Eine ironisch-spöttelnde Sichtweise auf Dinge und Situationen kann sie nicht ganz ablegen, auch wenn der Roman leichtfüßig und als perfekte Ferienlektüre daherkommt, erkennt man doch, dass da jemand genau beobachtet hat und die Schwächen der Menschen kennt, die Fallen, in die sie gerne laufen, ohne es zu merken, all das ist im Brennglas des Kleinstadtflairs sichtbar gemacht. Aber wie gesagt: Maulheim, der Ort der Handlung, ist fiktiv und von der Autorin erdacht. Könnte überall sein. Vielleicht auch in Pfaffenhofen.
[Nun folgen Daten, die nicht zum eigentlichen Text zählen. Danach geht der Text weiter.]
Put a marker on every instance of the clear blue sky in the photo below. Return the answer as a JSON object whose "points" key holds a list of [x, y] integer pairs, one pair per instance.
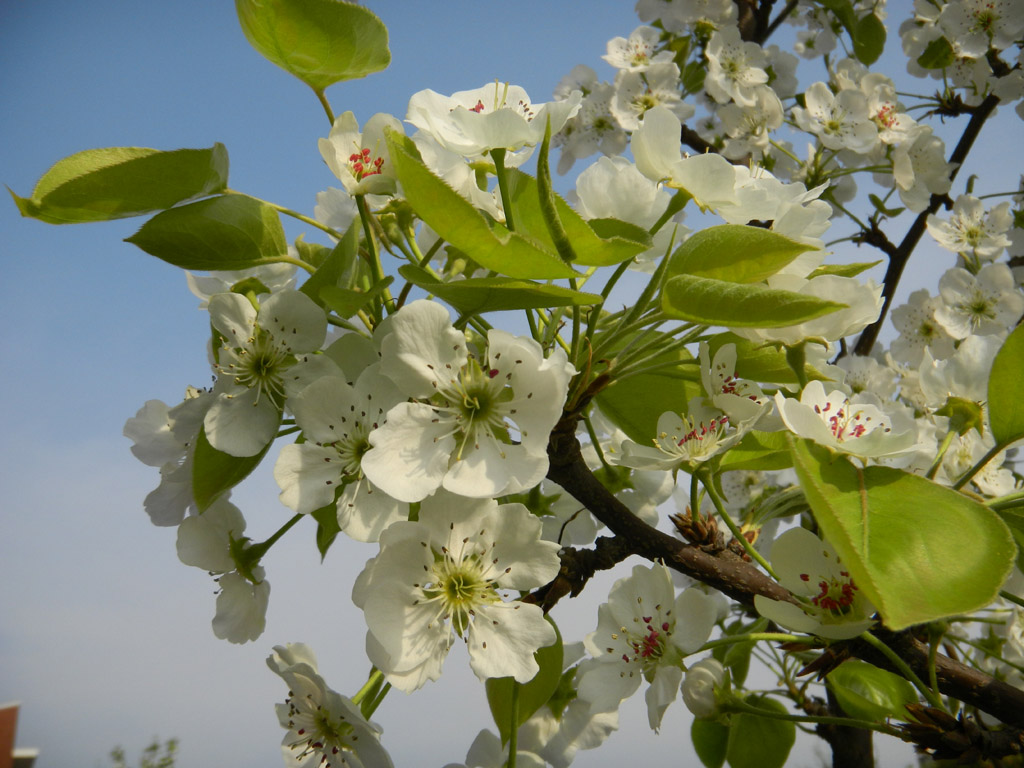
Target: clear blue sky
{"points": [[104, 636]]}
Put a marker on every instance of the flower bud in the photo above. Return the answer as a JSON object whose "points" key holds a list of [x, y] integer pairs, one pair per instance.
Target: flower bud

Am Ende möchte Volker Bergmeister dann doch gerne wissen: Mit welchem Gemüse würde Frau Jasmin ihn wohl betiteln? „Vielleicht eine weiße Bohne“ schlägt Martina Brandl nach kurzem Überlegen vor. Die seien weich und glatt und sehr wohlschmeckend, zum Beispiel als Salat. „Und sie passen überall dazu“. Das Publikum ist begeistert, doch aus irgendeiner Ecke kommt der Einwand: Manchmal seien sie schwer zu verdauen. Was einer wie Volker Bergmeister gewiss als Kompliment auffassen wird.